With the above in mind, I say that I don’t really care what a focus group of teenagers said about a manuscript. Because I’m going to be pitching this project to editors, not teenagers. And most readers who don’t work in publishing and don’t read as much as the people who work in publishing may not have the discerning taste of those who work in publishing, so they’ll usually rate random things pretty highly.
It’s all a matter of context. Agents and editors, who read thousands of manuscripts a year, can be picky and choose the best of the best because they’ve also read the worst of the worst and the meh-est of the mediocre. The average teen who reads maybe a few dozen books a year will see something and think it’s pretty good because, well, why not? They don’t really have to be all that picky and entertainment is entertainment.

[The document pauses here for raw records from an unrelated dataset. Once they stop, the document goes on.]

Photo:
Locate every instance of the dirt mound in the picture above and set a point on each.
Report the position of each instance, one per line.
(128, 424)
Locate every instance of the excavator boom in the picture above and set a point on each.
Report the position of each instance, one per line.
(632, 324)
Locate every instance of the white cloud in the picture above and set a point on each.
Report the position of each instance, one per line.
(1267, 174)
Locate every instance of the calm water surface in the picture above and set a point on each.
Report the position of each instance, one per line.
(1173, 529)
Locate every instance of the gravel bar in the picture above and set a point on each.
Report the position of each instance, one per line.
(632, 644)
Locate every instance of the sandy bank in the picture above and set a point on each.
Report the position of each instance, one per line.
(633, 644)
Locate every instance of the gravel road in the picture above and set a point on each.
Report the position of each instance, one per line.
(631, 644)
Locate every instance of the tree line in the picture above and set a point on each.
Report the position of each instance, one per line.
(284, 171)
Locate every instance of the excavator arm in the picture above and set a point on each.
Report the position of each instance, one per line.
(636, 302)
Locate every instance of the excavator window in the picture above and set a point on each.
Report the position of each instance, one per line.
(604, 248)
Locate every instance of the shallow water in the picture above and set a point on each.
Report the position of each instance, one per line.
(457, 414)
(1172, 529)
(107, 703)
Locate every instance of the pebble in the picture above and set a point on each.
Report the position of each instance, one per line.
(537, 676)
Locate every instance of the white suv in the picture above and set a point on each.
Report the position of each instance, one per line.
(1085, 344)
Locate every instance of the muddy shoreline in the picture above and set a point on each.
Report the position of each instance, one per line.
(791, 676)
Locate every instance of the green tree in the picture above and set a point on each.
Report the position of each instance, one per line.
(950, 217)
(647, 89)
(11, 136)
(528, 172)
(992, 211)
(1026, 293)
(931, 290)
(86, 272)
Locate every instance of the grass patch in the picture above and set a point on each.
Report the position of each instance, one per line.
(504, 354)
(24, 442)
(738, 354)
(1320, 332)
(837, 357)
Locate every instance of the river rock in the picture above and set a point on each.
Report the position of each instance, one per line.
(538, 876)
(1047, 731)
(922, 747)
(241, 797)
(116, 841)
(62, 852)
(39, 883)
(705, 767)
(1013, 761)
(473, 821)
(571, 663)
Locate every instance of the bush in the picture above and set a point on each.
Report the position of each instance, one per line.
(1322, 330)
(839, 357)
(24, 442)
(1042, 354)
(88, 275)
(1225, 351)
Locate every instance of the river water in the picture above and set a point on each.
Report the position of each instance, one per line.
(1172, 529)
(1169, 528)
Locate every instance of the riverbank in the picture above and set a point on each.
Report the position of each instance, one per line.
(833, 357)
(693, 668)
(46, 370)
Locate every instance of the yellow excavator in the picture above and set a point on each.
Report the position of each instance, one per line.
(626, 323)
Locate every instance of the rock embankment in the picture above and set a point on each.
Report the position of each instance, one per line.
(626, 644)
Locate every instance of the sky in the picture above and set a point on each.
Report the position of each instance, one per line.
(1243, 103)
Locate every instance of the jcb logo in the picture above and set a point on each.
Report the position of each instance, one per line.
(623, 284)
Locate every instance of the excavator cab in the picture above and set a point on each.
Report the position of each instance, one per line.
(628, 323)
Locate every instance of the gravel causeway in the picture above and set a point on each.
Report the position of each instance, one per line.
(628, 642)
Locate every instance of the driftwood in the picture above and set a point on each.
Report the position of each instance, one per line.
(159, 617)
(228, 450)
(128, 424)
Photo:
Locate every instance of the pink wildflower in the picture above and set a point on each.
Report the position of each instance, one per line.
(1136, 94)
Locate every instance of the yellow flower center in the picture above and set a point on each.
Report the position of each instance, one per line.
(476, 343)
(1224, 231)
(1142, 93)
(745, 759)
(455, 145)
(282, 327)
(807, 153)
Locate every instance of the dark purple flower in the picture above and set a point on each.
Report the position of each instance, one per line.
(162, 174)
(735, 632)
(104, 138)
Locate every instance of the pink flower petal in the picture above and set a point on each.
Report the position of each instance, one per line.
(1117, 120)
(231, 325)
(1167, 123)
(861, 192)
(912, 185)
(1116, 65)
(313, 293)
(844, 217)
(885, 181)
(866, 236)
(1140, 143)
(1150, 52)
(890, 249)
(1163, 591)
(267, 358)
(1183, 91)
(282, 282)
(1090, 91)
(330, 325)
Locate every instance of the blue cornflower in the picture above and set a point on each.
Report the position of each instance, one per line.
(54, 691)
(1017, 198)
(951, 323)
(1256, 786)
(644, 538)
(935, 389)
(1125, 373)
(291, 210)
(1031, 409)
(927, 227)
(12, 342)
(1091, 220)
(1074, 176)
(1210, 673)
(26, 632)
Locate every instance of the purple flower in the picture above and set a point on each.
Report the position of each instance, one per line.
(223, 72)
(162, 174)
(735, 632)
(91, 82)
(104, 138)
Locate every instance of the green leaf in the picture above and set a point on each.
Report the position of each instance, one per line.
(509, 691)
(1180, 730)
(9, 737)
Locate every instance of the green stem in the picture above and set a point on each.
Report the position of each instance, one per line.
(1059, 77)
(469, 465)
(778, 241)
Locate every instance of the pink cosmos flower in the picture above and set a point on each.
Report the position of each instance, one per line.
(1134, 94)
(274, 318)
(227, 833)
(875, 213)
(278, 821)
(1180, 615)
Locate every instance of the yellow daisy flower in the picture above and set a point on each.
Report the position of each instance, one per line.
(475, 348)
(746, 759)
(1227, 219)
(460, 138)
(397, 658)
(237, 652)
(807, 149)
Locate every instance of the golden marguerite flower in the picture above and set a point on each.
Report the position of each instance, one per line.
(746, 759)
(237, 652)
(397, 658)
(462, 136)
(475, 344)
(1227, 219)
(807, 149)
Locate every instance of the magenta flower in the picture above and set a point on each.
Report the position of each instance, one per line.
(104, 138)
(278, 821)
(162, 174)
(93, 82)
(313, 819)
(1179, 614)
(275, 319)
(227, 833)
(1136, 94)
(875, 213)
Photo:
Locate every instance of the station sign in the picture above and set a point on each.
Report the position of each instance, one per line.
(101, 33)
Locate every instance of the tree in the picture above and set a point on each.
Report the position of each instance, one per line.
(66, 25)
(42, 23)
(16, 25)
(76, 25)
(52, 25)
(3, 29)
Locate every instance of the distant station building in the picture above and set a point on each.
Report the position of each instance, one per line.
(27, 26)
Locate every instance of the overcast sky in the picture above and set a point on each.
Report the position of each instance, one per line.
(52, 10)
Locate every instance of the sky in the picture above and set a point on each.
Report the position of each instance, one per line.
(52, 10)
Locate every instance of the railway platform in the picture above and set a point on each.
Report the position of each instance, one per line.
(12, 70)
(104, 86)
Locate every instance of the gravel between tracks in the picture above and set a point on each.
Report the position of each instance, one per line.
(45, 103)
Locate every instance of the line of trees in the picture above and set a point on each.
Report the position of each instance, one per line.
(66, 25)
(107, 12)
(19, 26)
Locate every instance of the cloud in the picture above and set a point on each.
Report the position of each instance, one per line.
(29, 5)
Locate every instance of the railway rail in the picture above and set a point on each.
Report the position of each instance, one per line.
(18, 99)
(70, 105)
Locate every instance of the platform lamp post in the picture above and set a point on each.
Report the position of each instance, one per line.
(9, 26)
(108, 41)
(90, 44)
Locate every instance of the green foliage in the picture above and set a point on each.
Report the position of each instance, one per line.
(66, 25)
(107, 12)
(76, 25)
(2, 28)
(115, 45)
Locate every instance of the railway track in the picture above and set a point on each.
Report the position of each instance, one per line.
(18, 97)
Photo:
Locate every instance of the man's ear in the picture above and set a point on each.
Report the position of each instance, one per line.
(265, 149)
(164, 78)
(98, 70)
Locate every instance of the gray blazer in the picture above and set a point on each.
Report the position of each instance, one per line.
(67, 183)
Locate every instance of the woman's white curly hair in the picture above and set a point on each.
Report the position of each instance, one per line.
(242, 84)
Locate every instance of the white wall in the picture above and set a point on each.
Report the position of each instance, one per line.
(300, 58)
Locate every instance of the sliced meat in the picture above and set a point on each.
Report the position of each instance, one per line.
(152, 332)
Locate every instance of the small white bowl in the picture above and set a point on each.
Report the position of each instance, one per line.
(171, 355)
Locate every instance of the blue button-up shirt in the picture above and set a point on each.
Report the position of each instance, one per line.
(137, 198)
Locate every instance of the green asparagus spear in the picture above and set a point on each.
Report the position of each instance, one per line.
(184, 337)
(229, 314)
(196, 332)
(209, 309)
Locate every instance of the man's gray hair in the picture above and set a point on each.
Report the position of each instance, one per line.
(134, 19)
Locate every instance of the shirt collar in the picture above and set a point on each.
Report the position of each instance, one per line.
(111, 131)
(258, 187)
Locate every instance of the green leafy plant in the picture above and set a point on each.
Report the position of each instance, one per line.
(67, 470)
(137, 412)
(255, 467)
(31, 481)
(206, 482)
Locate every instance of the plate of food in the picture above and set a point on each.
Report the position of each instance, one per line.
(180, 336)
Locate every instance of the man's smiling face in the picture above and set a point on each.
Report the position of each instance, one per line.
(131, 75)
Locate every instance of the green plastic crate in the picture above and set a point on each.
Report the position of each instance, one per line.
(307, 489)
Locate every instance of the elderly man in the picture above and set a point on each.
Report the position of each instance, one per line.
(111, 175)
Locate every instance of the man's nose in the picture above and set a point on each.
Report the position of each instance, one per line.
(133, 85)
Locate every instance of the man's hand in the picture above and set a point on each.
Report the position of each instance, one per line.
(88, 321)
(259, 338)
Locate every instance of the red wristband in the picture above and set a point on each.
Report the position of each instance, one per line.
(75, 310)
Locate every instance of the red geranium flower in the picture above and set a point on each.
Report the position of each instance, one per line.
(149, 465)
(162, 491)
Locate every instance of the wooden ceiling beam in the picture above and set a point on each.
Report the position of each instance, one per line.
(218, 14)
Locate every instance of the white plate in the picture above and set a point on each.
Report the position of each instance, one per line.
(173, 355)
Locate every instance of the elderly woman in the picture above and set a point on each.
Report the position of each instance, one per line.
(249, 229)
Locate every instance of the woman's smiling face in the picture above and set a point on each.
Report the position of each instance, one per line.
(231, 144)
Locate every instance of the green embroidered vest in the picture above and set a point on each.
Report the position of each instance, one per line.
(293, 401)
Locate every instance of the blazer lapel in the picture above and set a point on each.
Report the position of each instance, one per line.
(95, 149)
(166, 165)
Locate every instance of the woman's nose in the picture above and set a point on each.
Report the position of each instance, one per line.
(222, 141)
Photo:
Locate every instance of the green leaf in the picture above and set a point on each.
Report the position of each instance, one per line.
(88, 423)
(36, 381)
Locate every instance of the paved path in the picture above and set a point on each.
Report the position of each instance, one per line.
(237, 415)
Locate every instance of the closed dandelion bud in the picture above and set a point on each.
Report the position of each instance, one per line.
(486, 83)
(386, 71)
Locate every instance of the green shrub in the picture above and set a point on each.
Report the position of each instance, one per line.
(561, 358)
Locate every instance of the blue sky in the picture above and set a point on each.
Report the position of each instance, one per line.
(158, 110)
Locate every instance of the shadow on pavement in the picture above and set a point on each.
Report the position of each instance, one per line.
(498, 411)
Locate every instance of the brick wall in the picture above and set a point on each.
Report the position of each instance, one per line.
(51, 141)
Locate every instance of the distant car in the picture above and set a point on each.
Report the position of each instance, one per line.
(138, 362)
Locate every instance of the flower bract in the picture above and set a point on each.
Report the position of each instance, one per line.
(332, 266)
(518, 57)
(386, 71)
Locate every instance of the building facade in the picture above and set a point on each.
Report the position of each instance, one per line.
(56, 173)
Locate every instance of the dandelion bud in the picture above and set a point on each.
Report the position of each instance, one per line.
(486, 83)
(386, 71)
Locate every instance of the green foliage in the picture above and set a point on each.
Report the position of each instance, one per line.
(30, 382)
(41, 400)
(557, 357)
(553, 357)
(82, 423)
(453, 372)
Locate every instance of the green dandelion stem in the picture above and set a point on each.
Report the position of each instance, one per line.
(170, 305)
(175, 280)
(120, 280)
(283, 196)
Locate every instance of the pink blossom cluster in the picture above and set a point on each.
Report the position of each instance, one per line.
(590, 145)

This is also why I’m not a fan of sites like Inkpop and Authonomy. Sure, they’re sponsored by HarperCollins, and, sure, highly rated manuscripts posted there get some official Haper eyeballs on them (having spoken to a few of the people who are on duty to vet these manuscripts, I can tell you it’s less glamorous than described), but your chances of getting a book deal out of posting there are still about the same as your chances of going through the slush or self-publishing something that becomes an international bestseller.
Writers often come to me with praise from real, live kids or high ratings on these online writing communities. But since most kid readers and most online community participants don’t have the kind of context and standards that I have — and since they’re not my immediate customers, publishers are — I don’t really weigh their opinions heavily when making my decision. I know that I have to impress publishers first, then impress the reading public with the products that publishers create on my client’s behalf.
I’m an agent. A tastemaker. A gatekeeper. My unique opinion and judgement, after all, is why people come to me in the first place. (And if they don’t like my judgment, they can go to another agent.) My personal list is what I shop around to editors. Who I rep and what projects I attach my name to are a matter of my opinion. When I’m considering a project, that’s the only opinion that matters to me. (And, of course, the opinions of my colleagues and my foreign rights co-agent but you know what I mean).